I changed some of my fields from text_general
to text_en
, hoping to take advantage of stemming and some other improvements, but unfortunately the change has broken highlighting. It seems that it only wants to highlight non-stemmed words (i.e. words whose stemmed version is the same as the word itself, like "child").
I'm using the default fieldType definition:
<fieldType name="text_en" class="solr.TextField" positionIncrementGap="100">
<analyzer type="index">
<tokenizer class="solr.StandardTokenizerFactory"/>
<filter class="solr.StopFilterFactory"
ignoreCase="true"
words="lang/stopwords_en.txt"
/>
<filter class="solr.LowerCaseFilterFactory"/>
<filter class="solr.EnglishPossessiveFilterFactory"/>
<filter class="solr.KeywordMarkerFilterFactory" protected="protwords.txt"/>
<filter class="solr.PorterStemFilterFactory"/>
</analyzer>
<analyzer type="query">
<tokenizer class="solr.StandardTokenizerFactory"/>
<filter class="solr.SynonymFilterFactory" synonyms="synonyms.txt" ignoreCase="true" expand="true"/>
<filter class="solr.StopFilterFactory"
ignoreCase="true"
words="lang/stopwords_en.txt"
/>
<filter class="solr.LowerCaseFilterFactory"/>
<filter class="solr.EnglishPossessiveFilterFactory"/>
<filter class="solr.KeywordMarkerFilterFactory" protected="protwords.txt"/>
<filter class="solr.PorterStemFilterFactory"/>
</analyzer>
</fieldType>
And enabling highlighting with hl.fl=title&hl=true
in my query. This is also a faceted search, if that matters.

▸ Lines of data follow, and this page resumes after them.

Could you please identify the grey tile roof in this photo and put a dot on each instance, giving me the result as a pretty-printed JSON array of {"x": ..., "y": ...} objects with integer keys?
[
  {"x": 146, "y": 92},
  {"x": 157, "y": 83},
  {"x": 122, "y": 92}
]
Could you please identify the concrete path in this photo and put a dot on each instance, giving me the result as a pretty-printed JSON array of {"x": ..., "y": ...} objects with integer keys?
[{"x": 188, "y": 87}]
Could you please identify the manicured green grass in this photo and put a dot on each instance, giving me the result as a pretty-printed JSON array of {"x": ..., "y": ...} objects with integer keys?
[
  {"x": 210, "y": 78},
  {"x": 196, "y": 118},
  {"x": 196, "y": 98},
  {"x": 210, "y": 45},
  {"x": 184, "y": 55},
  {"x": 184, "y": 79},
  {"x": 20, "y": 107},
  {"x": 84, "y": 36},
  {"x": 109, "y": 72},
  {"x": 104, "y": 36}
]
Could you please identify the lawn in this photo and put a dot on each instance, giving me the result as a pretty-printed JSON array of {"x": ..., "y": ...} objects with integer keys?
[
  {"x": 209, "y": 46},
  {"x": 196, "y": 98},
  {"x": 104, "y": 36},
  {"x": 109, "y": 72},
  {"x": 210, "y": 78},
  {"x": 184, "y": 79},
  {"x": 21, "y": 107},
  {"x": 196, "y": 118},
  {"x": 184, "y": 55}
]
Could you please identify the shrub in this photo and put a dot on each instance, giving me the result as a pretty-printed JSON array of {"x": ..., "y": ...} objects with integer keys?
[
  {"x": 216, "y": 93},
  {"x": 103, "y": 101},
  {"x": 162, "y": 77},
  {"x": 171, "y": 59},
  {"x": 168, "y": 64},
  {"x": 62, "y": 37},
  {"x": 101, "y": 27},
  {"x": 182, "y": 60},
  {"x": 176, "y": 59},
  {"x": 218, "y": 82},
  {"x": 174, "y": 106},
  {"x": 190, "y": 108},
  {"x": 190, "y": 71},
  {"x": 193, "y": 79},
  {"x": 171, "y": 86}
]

In this case, as I said, only unstemmed words like "child" are highlighted. If I remove the stemming filter from the index analyzer (only, the query analyzer seems to have no effect) in the text_en
definition, all matched words except stopwords are highlighted. Furthermore, if I change text_en
to use the EnglishMinimalStemFilterFactory
, more words are highlighted, which I assume is because they are stemmed by the Porter stemmer but not by this one. An example of such a word is "strides".
Does anyone know what's going on?